It’s time for Christmas movies again, but of course with Alien Visitors underway, I have other films mixed in
I kicked off my Yuletide viewing with the lesbian Christmas rom-com HAPPIEST SEASON (2020) in which Mackenzie Davis asks girlfriend Kristen Stewart to come home and meet the parents (Victor Garber and Mary Steenburgen). Only on the drive there, Davis reveals that oh, I didn’t actually come out to them last summer, so you’ll have to pretend to be my roommate. Once they arrive, she proceeds to blow off Stewart to hang with her old friends, leaving Stewart bonding with Davis’ ex (whom Davis did not treat well, it turns out). While the movie explains Davis is terrified of disappointing her parents by coming out to them (and a gay friend points out that’s entirely possible), she still comes off as a jerk; if the leads and the supporting cast weren’t so likable I doubt this would work. “I’m not shaming you, I just think the choice you’re making is dumb.”

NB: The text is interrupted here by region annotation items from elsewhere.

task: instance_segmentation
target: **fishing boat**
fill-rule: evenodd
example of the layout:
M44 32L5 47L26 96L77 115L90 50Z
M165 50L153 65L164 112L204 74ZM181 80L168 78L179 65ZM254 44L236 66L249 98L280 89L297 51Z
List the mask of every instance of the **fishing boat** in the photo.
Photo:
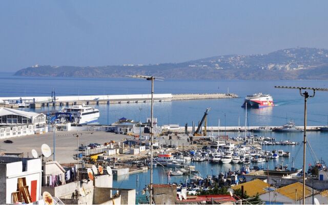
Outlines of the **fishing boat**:
M183 175L183 173L180 171L177 171L172 172L170 175L171 176L182 176Z
M236 155L234 156L232 158L232 160L231 161L233 163L237 163L239 162L240 160L240 157L238 155Z
M275 132L302 132L303 129L296 127L295 123L289 122L282 127L275 129L274 131Z
M176 161L173 161L172 162L168 162L166 164L166 166L168 167L174 167L174 168L179 168L181 167L183 165L183 162L179 163Z
M174 158L170 153L166 153L163 152L158 155L158 157L156 158L156 161L158 163L164 165L167 163L172 163L174 161L179 163L184 162L184 159Z
M213 163L219 163L221 161L221 159L222 155L216 154L215 155L213 155L211 161Z
M277 154L278 154L278 156L279 156L279 157L282 157L283 155L283 150L278 150L278 153L277 153Z
M291 156L291 153L289 152L284 152L282 154L283 157L289 157Z
M279 158L279 155L277 153L274 153L271 156L272 159L278 159Z

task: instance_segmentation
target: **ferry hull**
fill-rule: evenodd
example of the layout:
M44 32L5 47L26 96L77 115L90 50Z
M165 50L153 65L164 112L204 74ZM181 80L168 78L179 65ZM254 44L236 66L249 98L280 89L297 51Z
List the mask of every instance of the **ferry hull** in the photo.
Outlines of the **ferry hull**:
M251 108L264 108L266 107L274 106L274 104L272 100L260 100L255 99L245 99L244 104L241 106L245 107L247 104L248 107Z

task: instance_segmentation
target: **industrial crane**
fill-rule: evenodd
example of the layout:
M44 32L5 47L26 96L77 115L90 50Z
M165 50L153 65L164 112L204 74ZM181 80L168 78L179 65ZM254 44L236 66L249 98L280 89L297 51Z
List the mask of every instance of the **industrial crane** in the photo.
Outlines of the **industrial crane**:
M200 122L199 122L199 124L198 125L198 127L197 128L197 129L196 130L196 131L195 131L195 132L194 132L194 136L197 136L197 135L198 135L198 132L199 132L199 129L201 129L201 125L202 125L203 122L204 122L204 120L206 120L206 117L207 116L207 115L209 114L209 111L211 110L211 108L207 108L206 109L206 111L205 111L205 112L204 113L204 115L203 116L202 118L201 118L201 120L200 120ZM205 130L206 130L206 125L205 125ZM205 131L205 134L206 134L206 131Z

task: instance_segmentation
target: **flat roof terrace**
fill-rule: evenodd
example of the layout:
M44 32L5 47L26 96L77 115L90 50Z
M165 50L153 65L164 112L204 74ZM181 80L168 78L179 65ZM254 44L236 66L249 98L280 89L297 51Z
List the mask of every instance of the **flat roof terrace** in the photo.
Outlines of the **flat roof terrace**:
M295 174L297 172L289 172L289 171L275 171L275 170L259 170L256 171L255 172L250 172L248 174L245 174L245 176L265 176L267 177L269 174L269 176L271 177L282 177L291 174Z
M56 131L55 135L55 158L58 162L75 162L73 155L76 154L76 137L73 134L76 131ZM81 144L88 145L90 143L98 143L100 145L111 140L119 141L130 136L113 133L101 131L80 131L78 132L79 146ZM4 139L4 140L5 139ZM13 143L5 144L0 141L0 148L5 150L6 153L24 153L24 157L32 157L31 151L34 149L41 154L41 146L46 144L49 146L51 151L53 152L53 133L46 133L42 135L33 134L10 138ZM50 159L52 160L53 156Z

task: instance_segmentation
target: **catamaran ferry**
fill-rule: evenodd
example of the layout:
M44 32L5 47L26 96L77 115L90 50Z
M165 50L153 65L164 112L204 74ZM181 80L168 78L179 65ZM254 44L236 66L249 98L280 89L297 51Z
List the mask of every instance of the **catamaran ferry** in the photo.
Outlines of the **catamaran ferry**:
M58 114L60 118L78 125L95 122L99 116L99 110L84 104L64 108L61 112Z
M264 95L261 93L246 96L241 107L245 107L246 104L248 107L253 108L274 106L272 97L270 95Z

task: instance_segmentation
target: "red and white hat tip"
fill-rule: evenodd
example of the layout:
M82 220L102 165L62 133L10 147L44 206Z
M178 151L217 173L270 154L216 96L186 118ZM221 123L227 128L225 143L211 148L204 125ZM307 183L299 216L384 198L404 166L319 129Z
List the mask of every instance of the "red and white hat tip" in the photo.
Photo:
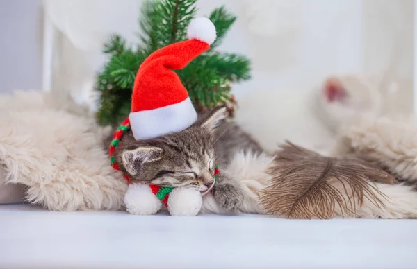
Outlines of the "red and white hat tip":
M190 21L187 34L189 40L159 49L138 71L129 115L137 140L180 132L197 121L187 89L172 69L184 68L208 49L216 38L215 28L207 18L195 18Z
M211 45L216 38L215 27L213 22L206 17L195 18L188 25L187 36L190 40L201 40Z

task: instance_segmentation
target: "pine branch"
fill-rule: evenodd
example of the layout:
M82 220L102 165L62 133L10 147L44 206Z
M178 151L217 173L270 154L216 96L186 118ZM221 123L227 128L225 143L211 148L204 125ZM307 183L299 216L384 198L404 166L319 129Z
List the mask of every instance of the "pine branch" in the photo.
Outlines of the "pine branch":
M187 39L187 28L196 13L197 0L145 0L139 24L142 44L136 51L126 41L114 35L104 49L111 58L97 76L100 92L97 118L102 124L119 124L129 115L131 90L142 62L156 50ZM224 7L211 12L210 19L218 38L211 48L221 44L236 17ZM210 50L195 59L187 67L176 71L189 92L198 111L234 103L231 83L249 79L250 62L245 57Z
M126 40L119 35L113 35L110 40L104 44L103 53L106 54L120 55L126 49Z
M116 87L131 89L136 72L145 60L146 55L126 50L118 55L113 55L106 67L106 73L111 78Z
M236 20L236 17L226 11L226 8L223 6L213 10L208 18L215 26L217 32L217 38L211 46L211 49L213 49L222 44L223 38L230 28L230 26Z
M234 53L211 52L202 58L205 68L215 68L219 75L231 82L250 78L250 61L246 57Z

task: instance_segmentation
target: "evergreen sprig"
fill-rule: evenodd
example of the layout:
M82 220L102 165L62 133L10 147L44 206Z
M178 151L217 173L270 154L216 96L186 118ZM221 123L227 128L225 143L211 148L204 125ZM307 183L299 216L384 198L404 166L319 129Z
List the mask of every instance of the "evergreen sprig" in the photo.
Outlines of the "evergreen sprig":
M103 52L109 60L98 73L96 83L100 92L97 119L101 123L117 125L129 115L131 90L140 64L156 50L187 39L187 27L197 11L196 1L148 0L142 6L139 21L142 44L134 50L117 35L106 44ZM227 104L231 100L234 102L230 94L231 84L250 78L246 57L213 49L221 44L236 16L220 7L208 18L218 35L211 49L183 69L176 71L199 111Z

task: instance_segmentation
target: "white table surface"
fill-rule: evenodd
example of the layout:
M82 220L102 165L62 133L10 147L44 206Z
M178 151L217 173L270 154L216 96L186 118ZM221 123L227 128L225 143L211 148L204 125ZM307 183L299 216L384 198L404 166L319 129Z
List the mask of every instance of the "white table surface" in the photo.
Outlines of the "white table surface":
M417 220L138 216L3 205L0 268L417 268Z

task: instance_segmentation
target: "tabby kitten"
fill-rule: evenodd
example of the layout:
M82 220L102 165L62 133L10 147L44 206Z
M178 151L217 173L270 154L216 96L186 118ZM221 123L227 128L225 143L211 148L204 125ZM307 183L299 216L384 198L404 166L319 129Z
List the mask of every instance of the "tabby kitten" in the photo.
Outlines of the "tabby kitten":
M199 117L189 128L161 137L136 141L129 132L115 151L116 162L134 181L163 186L190 186L202 192L213 184L215 164L220 173L213 189L216 203L233 211L243 202L239 184L222 173L234 153L259 146L238 126L225 121L226 109L218 107Z

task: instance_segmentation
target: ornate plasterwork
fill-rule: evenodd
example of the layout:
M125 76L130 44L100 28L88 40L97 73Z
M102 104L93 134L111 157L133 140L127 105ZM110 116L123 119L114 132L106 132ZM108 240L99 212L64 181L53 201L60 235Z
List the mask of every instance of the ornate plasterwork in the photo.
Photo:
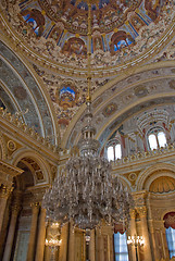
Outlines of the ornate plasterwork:
M174 77L173 66L160 67L125 77L116 84L113 83L113 85L111 82L111 86L108 86L109 88L105 91L99 91L99 96L96 92L97 98L92 102L93 123L101 145L126 119L139 111L166 102L173 103ZM163 98L164 96L166 98ZM115 113L113 110L108 110L108 107L111 107L112 103L117 105L115 107ZM111 113L107 115L103 110L111 111ZM82 119L76 123L74 130L72 129L72 134L68 134L67 147L72 146L72 142L77 142ZM65 135L67 135L67 132Z
M22 173L23 170L0 160L0 184L11 187L13 184L13 177L21 175Z
M113 1L110 1L110 4ZM130 4L130 2L132 1L128 1L126 5ZM48 2L46 10L43 10L37 1L25 1L21 2L20 5L18 1L16 1L15 4L11 1L2 1L1 8L2 10L5 10L5 12L3 12L5 14L5 20L9 21L8 23L11 24L13 29L17 33L14 39L16 37L23 38L24 42L16 39L17 47L24 52L26 51L26 54L28 53L30 58L39 61L40 59L35 54L38 53L41 55L41 60L45 60L45 64L50 64L52 69L57 67L57 65L51 64L48 59L61 67L66 66L66 70L68 70L68 67L71 71L85 69L87 65L86 37L80 36L77 26L76 32L71 33L66 29L64 21L51 21L51 18L47 16L47 12L49 12L48 10L51 8L51 4L54 3L49 4ZM55 5L57 4L58 3L55 3ZM132 4L134 7L134 1ZM138 3L135 4L137 7ZM100 70L100 74L104 73L101 67L104 67L107 73L109 66L115 67L116 70L124 70L146 61L160 52L160 50L167 44L166 41L170 41L173 37L174 27L174 24L172 23L174 16L173 1L163 1L161 4L160 2L157 2L154 7L152 7L152 1L147 0L142 1L138 9L135 10L135 12L130 12L130 8L127 8L127 11L125 12L125 14L128 12L127 22L125 21L122 27L117 27L115 23L113 23L115 26L112 32L108 34L101 32L101 38L97 37L98 33L96 28L96 32L92 35L91 48L93 53L91 67L93 67L95 71ZM41 36L38 35L38 30L37 34L35 32L33 24L35 18L33 17L30 22L28 22L28 17L30 16L27 15L35 16L29 13L32 10L38 10L40 12L40 16L43 17L40 20L40 23L45 20L45 34L41 34ZM55 8L51 11L52 14L54 11ZM107 11L108 8L104 8L104 12ZM80 10L80 14L82 13L84 13L84 11ZM75 16L73 16L73 18ZM80 15L78 15L78 17L80 17ZM138 27L135 24L137 20ZM2 22L2 25L7 26L5 22ZM104 24L104 27L105 26L108 27L109 24ZM60 36L61 39L55 39L55 37L53 37L53 27L58 28L55 36L58 35L58 38ZM122 39L124 42L126 42L125 39L127 39L127 45L124 45L125 47L118 48L118 50L114 51L111 45L114 46L117 39ZM96 42L98 42L98 48L95 46L97 45ZM35 53L30 52L30 48ZM64 69L62 71L66 70Z
M143 170L137 178L138 190L147 189L151 183L161 176L170 176L174 178L175 165L168 163L155 163L154 165Z
M2 133L0 132L0 159L5 160L7 154L8 154L8 151L7 151L5 141L4 141Z
M43 91L22 61L2 41L0 41L0 80L3 83L2 95L5 92L9 97L7 110L10 108L12 113L22 112L21 119L24 123L34 127L43 137L53 135L54 123ZM27 113L24 113L26 109Z

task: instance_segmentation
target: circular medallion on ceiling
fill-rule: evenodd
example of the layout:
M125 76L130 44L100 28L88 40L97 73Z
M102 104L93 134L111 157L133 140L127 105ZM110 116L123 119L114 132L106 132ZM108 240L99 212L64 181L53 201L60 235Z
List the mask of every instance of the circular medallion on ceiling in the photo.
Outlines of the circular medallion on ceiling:
M38 0L46 15L51 21L62 21L65 28L80 35L87 35L88 27L88 1L87 0ZM95 0L91 7L92 29L108 33L121 27L127 20L127 14L136 12L141 4L141 0ZM150 2L150 3L147 3ZM146 1L146 10L151 11L151 16L157 18L159 11L155 3Z
M1 13L23 37L23 50L28 54L33 49L30 58L40 54L45 63L54 62L59 67L87 67L87 0L12 2L7 0L5 7L1 2L5 10ZM95 0L90 8L95 71L140 63L161 51L172 37L173 0Z

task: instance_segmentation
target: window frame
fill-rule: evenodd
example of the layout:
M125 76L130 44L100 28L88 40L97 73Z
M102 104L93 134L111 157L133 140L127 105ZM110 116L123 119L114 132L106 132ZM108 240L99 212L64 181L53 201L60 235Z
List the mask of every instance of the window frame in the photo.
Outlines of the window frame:
M164 146L160 146L160 139L159 139L159 137L158 137L160 133L163 133L163 134L164 134L164 138L165 138L165 140L166 140L166 144L164 144ZM154 135L154 137L155 137L157 148L151 148L151 145L150 145L150 141L149 141L149 137L150 137L151 135ZM148 130L148 134L147 134L147 144L148 144L149 150L154 150L154 149L160 149L160 148L162 148L162 147L163 147L163 148L166 147L166 145L167 145L167 138L166 138L166 133L165 133L165 130L164 130L162 127L153 127L153 128L149 129L149 130Z
M121 158L116 158L116 146L117 145L120 145L120 147L121 147ZM110 148L110 147L113 147L113 160L109 160L109 157L108 157L108 149ZM121 141L118 140L118 139L115 139L115 140L110 140L108 144L107 144L107 146L105 146L105 156L107 156L107 159L109 160L109 161L116 161L117 159L122 159L122 145L121 145Z

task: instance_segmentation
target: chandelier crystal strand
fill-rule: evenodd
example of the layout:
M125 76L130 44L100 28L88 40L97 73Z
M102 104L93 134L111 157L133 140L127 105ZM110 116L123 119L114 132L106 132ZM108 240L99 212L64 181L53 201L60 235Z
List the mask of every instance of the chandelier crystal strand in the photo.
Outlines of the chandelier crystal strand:
M98 153L100 144L95 139L96 128L91 113L91 4L88 3L88 91L87 110L84 116L82 139L78 142L79 157L72 157L60 173L52 188L45 194L42 206L47 217L64 225L72 221L74 226L92 229L105 221L128 223L133 198L124 189L118 177L112 176L111 163Z

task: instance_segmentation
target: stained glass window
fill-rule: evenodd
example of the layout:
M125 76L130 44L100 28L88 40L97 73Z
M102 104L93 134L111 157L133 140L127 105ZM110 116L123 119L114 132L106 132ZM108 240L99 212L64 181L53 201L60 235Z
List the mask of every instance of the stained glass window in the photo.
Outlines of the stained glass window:
M151 150L165 147L166 136L162 130L161 132L154 130L148 136L148 141Z
M128 261L127 238L126 233L114 234L114 252L115 261Z
M173 229L171 226L166 228L166 240L170 258L173 258L175 257L175 229Z
M107 149L107 157L109 161L114 161L122 158L121 144L110 145Z

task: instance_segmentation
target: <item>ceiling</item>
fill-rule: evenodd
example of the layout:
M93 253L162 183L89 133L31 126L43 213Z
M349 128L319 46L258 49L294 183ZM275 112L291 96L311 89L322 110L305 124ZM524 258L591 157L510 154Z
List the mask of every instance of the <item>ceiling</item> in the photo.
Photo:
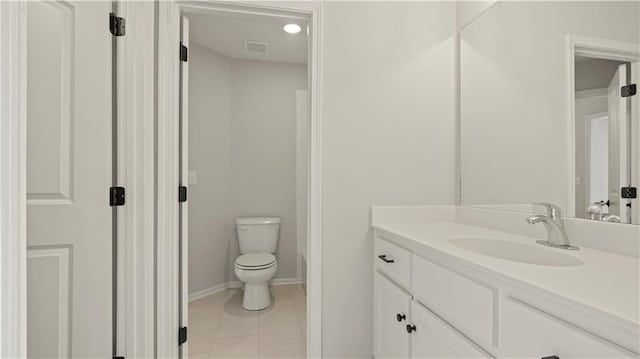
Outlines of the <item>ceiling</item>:
M258 15L188 14L189 40L221 55L242 60L307 63L307 25L304 20ZM282 27L296 23L298 34L288 34ZM247 53L245 41L268 44L266 53Z

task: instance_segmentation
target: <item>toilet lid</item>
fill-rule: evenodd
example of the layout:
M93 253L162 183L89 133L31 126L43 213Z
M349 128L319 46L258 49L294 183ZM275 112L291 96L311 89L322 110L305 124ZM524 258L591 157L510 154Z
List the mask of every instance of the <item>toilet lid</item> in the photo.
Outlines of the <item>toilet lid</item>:
M248 253L243 254L236 259L236 265L239 267L264 267L273 264L276 257L271 253Z

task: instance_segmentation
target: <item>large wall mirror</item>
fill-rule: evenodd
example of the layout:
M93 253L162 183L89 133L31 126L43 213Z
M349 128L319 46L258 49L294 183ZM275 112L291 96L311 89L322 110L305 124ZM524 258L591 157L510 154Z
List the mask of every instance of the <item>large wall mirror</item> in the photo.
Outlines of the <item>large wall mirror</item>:
M462 203L640 224L640 2L497 1L460 32Z

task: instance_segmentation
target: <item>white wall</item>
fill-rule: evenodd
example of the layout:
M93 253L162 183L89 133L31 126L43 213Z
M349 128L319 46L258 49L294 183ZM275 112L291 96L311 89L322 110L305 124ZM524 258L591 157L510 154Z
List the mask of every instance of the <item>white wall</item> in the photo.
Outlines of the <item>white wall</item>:
M453 2L323 8L323 356L370 358L369 207L453 204Z
M456 28L461 30L498 0L456 0Z
M283 218L276 278L297 276L296 90L306 65L189 58L189 293L237 280L234 219Z
M231 69L233 217L282 217L276 278L295 278L296 90L307 88L307 67L234 60ZM235 232L229 253L235 280Z
M498 1L464 28L464 204L574 205L567 203L567 35L638 42L639 13L638 2Z
M231 208L231 61L189 48L189 293L228 281ZM233 262L232 262L233 263Z

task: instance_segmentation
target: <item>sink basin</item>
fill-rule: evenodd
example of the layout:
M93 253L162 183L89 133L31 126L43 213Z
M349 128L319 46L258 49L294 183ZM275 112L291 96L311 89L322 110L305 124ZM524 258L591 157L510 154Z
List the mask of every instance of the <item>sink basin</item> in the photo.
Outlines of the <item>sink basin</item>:
M582 264L580 259L560 253L561 249L552 249L536 244L488 238L454 238L449 240L449 243L471 252L518 263L554 267L570 267Z

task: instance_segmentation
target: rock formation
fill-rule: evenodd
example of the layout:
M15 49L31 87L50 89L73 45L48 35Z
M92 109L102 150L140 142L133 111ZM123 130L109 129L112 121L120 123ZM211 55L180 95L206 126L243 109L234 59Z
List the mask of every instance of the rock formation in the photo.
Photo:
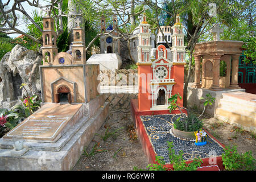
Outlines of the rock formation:
M40 96L39 67L42 57L20 45L15 46L0 61L0 107L11 107L22 96L26 96L22 83L30 96Z

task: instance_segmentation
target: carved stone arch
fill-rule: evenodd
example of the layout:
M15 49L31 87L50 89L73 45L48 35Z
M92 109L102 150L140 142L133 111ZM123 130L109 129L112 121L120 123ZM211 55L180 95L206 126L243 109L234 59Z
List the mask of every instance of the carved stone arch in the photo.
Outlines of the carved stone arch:
M65 52L59 52L54 59L53 65L71 65L72 56Z
M67 79L65 77L60 77L51 83L52 102L58 103L59 101L60 93L70 94L68 97L69 102L77 102L76 83ZM59 98L58 98L59 97Z
M166 105L167 102L167 90L164 86L158 88L155 97L155 103L156 106Z
M204 64L204 77L212 78L213 77L213 64L210 60L206 60Z

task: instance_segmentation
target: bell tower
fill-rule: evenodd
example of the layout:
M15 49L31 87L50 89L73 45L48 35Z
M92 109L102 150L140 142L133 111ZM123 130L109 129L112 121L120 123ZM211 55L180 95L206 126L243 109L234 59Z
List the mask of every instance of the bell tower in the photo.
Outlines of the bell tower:
M138 63L151 61L150 52L152 47L150 46L150 24L147 22L146 14L143 13L141 24L139 26L139 45L137 47Z
M103 15L101 18L101 34L106 33L106 18Z
M184 62L185 46L184 46L184 36L183 28L184 26L180 22L180 15L176 16L176 23L172 27L172 47L171 49L172 53L174 62Z
M85 64L86 53L85 45L85 34L82 28L80 27L81 21L79 18L76 19L76 27L73 28L74 42L71 46L72 52L72 64Z
M43 65L52 64L55 56L58 53L57 48L57 35L55 31L54 19L49 15L51 10L46 10L47 15L43 18Z

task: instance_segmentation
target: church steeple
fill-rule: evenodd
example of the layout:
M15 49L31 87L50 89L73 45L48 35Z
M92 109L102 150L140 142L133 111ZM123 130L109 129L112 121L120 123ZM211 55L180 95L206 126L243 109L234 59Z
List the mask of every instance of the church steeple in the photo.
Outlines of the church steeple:
M85 34L82 28L80 27L81 21L79 18L76 19L77 27L73 28L74 42L71 46L73 63L72 64L85 64L86 53L85 45Z
M171 49L173 55L174 62L184 62L185 46L184 46L184 26L180 23L180 15L176 16L176 22L172 27L172 47Z
M43 65L52 64L57 55L57 35L55 31L54 19L49 15L50 10L47 9L47 16L43 18Z
M150 52L151 46L150 46L150 24L147 22L146 14L143 13L141 24L139 26L139 45L138 49L138 62L149 62L150 59Z

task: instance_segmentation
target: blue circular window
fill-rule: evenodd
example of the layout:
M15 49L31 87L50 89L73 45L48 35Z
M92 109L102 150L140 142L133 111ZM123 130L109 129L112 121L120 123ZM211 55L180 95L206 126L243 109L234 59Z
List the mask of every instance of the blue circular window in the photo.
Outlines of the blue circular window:
M59 59L59 63L60 63L60 64L64 64L65 63L65 59L63 57L60 57Z
M112 38L109 36L108 38L106 38L106 41L107 43L108 43L108 44L111 43L113 41Z

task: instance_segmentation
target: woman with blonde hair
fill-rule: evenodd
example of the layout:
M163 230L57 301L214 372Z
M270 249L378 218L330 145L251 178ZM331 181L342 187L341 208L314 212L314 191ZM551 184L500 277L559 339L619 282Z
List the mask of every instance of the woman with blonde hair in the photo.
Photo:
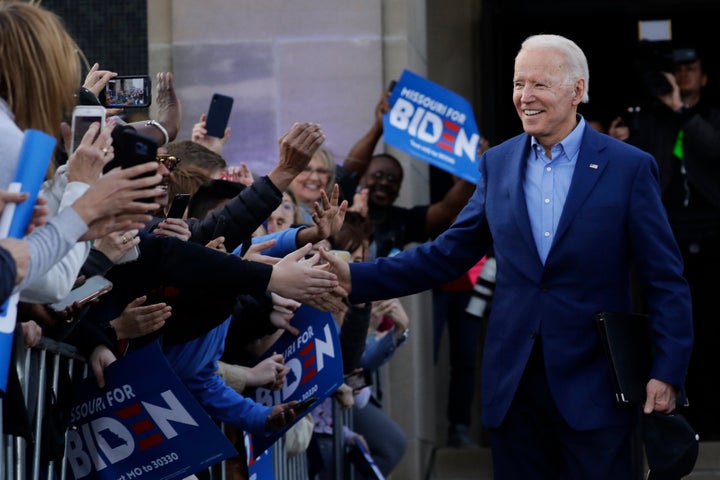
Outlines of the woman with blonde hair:
M320 192L325 190L328 197L335 184L335 160L325 148L315 152L310 163L290 184L290 191L298 205L298 223L313 225L312 213L315 202L320 201Z
M25 130L60 136L81 81L79 52L52 12L34 2L0 1L0 189L7 189L14 178ZM147 209L158 206L139 200L162 193L156 187L159 175L130 180L156 172L157 165L118 169L100 177L113 158L113 127L108 122L99 132L98 125L92 125L67 165L57 174L52 169L46 174L51 180L43 185L41 196L55 215L48 220L49 228L26 237L31 265L38 271L18 287L22 300L63 299L90 249L89 242L78 240L142 228L149 219ZM70 208L61 209L66 206Z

PARANORMAN (2012) is an unimpressive, dreary film about a teenage boy who’s an outcast in both his family and his small town because he sees dead people. Then it turns out he’s the only one who can avert an ancient witch’s curse on the community but will anyone listen? There’s something dismal and downbeat about this that didn’t work for me, and the Outcast shticks are too cliche to engage me.. “Not believing in the afterlife is like not believing in astrology.”
KRONOS (1957) is the Giant Robot Film With a Difference, the difference being the utterly nonhuman appearance of the eponymous mechanoid (“It’s been named Kronos for the terrifying giant of Greek mythology!”) feeding off human energy sources while mind-controlling scientist Morris Ankrum to further its agenda. This starts weak — the character bits at the start aren’t as winning as they’re meant to be — but picks up steam as it progresses. “I can’t get over the feeling this is the calm before the storm — and at any moment the storm is going to break.”
INVASION OF THE BODY SNATCHERS (1978) remakes the Don Siegel film, setting it in San Francisco and making it a metaphor for the death of the counter-culture: pod people carry on the same jobs the originals had (from their perspective they are the originals, but improved), but simply stare listlessly at the walls between tasks, rather than talking, stretching, reading … As director Philip Kaufman says, they’re the kind of employees and consumers big business would love to have, with none of that annoying individuality gumming up the works. The F/X get heavy-handed in spots but overall this is an excellent remake — though I could have done without longtime friends Brooke Adams and Donald Sutherland turning out to be secretly in love (a trope I dislike enough I’ll probably blog about it t some point).. “Why not a space flower? Why do we always expect metal ships?”
After reading in Superman vs. Hollywood about the genesis of SUPERMAN III (1983), I’m inclined to think part of the problem is that the Salkinds just took all the ideas they’d considered in production and didn’t let go of any of them: there’s Superman battling his own dark side, a killer computer (the book suggests it’s a holdover from when Brainiac was going to be the villain), Robert Vaughn doing a Luthoresque tycoon (watching so soon after the first two films, I can appreciate how much his dialog resembles Gene Hackman’s) and of course Richard Pryor as a computer super-hacker. The book says Pryor had mentioned during an interview that he’d love to be in a Superman film; given he was an accomplished, successful comedian, the Salkinds snapped him up, then Warner Brothers refused to let them trim him back any. The results is Pryor taking up way too much screen time for the caliber of his performance with the plot awkwardly filling in around him.
Another problem is that Margot Kidder and the Salkinds no longer being on speaking terms, the film sidelines Lois in favor of Annette O’Toole’s Lana Lang. I like O’Toole but as Siskel and Ebert observed, her romance with Clark makes Superman irrelevant; if Clark was merely the good-natured, gentle guy he seems to be, nothing would have changed. That’s a poor substitute for the Clark/Lois/Superman triangle. And there’s the oddity of Vaughn’s bimbo girlfriend hiding the fact she’s a genius (“How can Kant say that absolute categories can’t exist in transcendental thought?”); I like the idea, but it needs a payoff that never materializes.The film’s only saving grace is that Reeve still delivers; his evil Superman is surprisingly good. “You know what I hate? Greed.”
A cast including diva reporter Tallulah Bankhead, U-boat captain Walter Slezak, swabbie William Bendix and radio operator Hume Cronyn are stranded in a LIFEBOAT (1944) after Slezak sends a merchant marine vessel to Davy Jones (his sub was hit soon afterwards). Now the survivors have to work together despite personal issues, political conflicts and the question whether they can trust the stinking Nazi. This is a Hitchcock film I admire more than I like, but I do like it and there’s a lot to admire in the tight little one-set film (not so tight behind the screens — Hitchcock finished it late and over budget). “He’ll eat our food, drink our water and double-cross us the first chance we get.”